Btw if you do make the necessary changes to implement these additional search operators, I think it would be useful to make those changes flexible, where you could easily introduce or depreciate search operators depending on usage and user feedback in the future.
And here are some more stemming problems I’ve seen:
“lest” and “leste”
“sore” and “sorely”, and probably most words ending with -ly are not interchangeable to those without
I just ran into the same problem, trying to search for the odd-sounding phrase “shortened suite” while excluding “suit”, and finding that when I use -suit it has no effect; either way I get the same set of results, most of them containing the word I specifically excluded and not even containing the word I searched for.
One way to fix this without tearing down how Mojeek has always worked – that is, by adding a new feature rather than rewriting an original one – might be to run two searches on every query that uses a “not” operator: the first one searching as usual, and the second one searching the list of results, removing every hit for the unwanted words.
I can understand why it’s useful to (by default) automatically broaden people’s “positive” search terms in certain ways, to include things they might have missed.
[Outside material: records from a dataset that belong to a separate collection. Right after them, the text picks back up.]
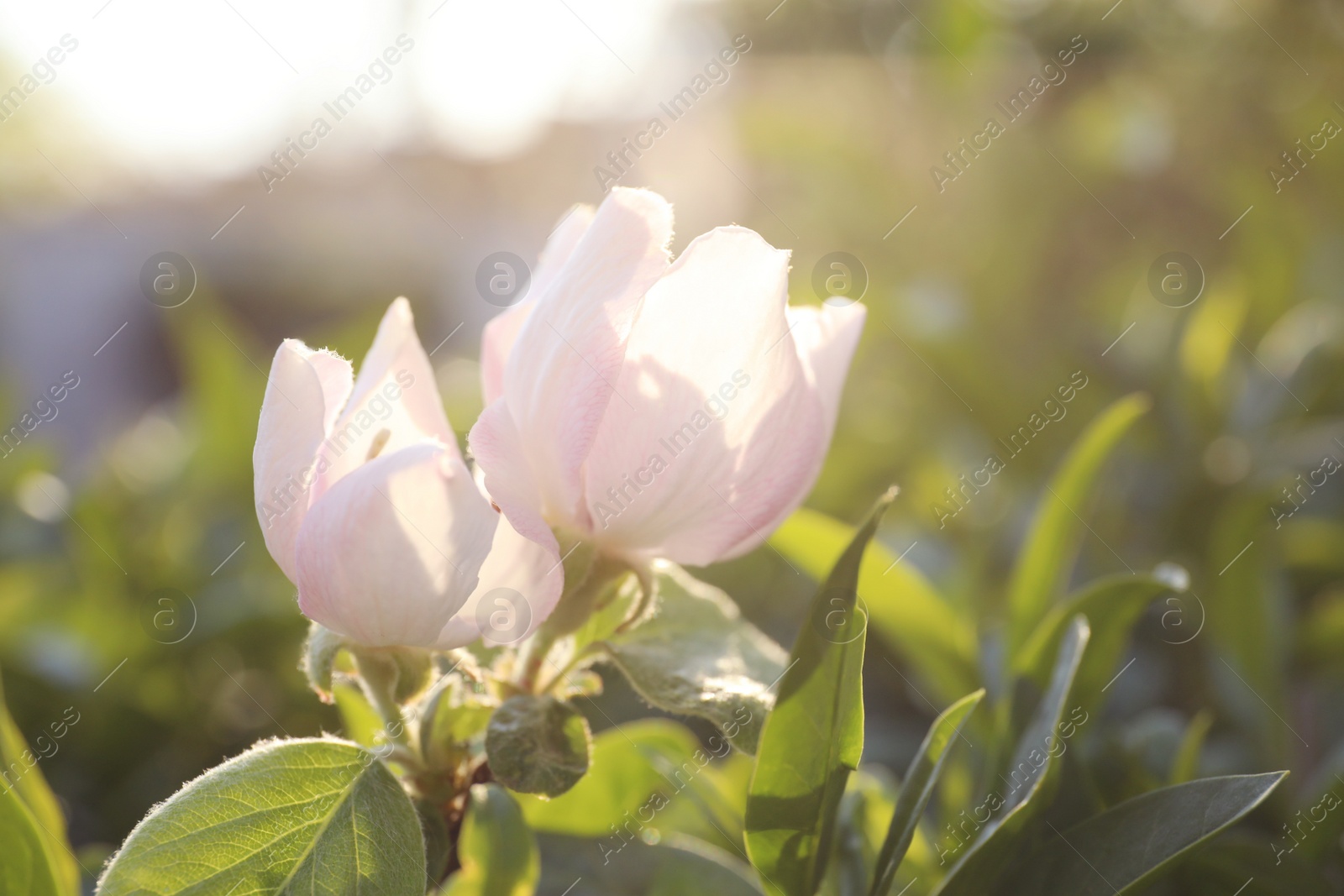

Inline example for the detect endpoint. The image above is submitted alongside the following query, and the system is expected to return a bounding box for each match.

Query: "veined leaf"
[517,719,699,837]
[1001,771,1288,896]
[1008,394,1152,656]
[1013,575,1172,710]
[770,508,979,701]
[0,666,79,896]
[932,616,1090,896]
[602,562,785,753]
[746,490,895,896]
[869,689,985,896]
[442,784,542,896]
[98,739,425,896]
[0,787,65,896]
However, the only reason someone would ever go to the trouble of excluding a search term is that they want it to be absolutely eliminated from the results. I’m certain that I speak for every user of “not” when I say I’m happy to risk losing some good results in which my desired term is misspelled, in return for truly eliminating the mountains of properly-spelled garbage results I currently get.
(It would also be very helpful to just be able to override the normal functionality by asking for a verbatim search. I’d be thrilled to receive “no results” instead of “here, try these useless suggestions instead”.)
It appears to me as if someone, somewhere, feels threatened by the idea that I might be permitted to choose not to read material that doesn’t interest me, someone who believes they ought to be allowed to compel everyone to see what they have written.
I just ran into the same problem, trying to search for the odd-sounding phrase “shortened suite” while excluding “suit”, and finding that when I use -suit it has no effect; either way I get the same set of results, most of them containing the word I specifically excluded and not even containing the word I searched for.
The issue which is cropping up here is one of stemming; the minus operator itself does work, for example see:
But in this case suite is being stemmed down to suit, so the -word is having no effect on the search itself. We have a few stemming issues that we’ve taken down recently and they’ve been added into the queue to fix.
Thanks - I understood that. The general question of what happens with other languages was an afterthought, I guess. If I search for “Wart” in German (which is a stem for warten, Wartung, etc.), it would be good to bypass “warts” and “wart remover”. But it isn’t necessarily easy to tell.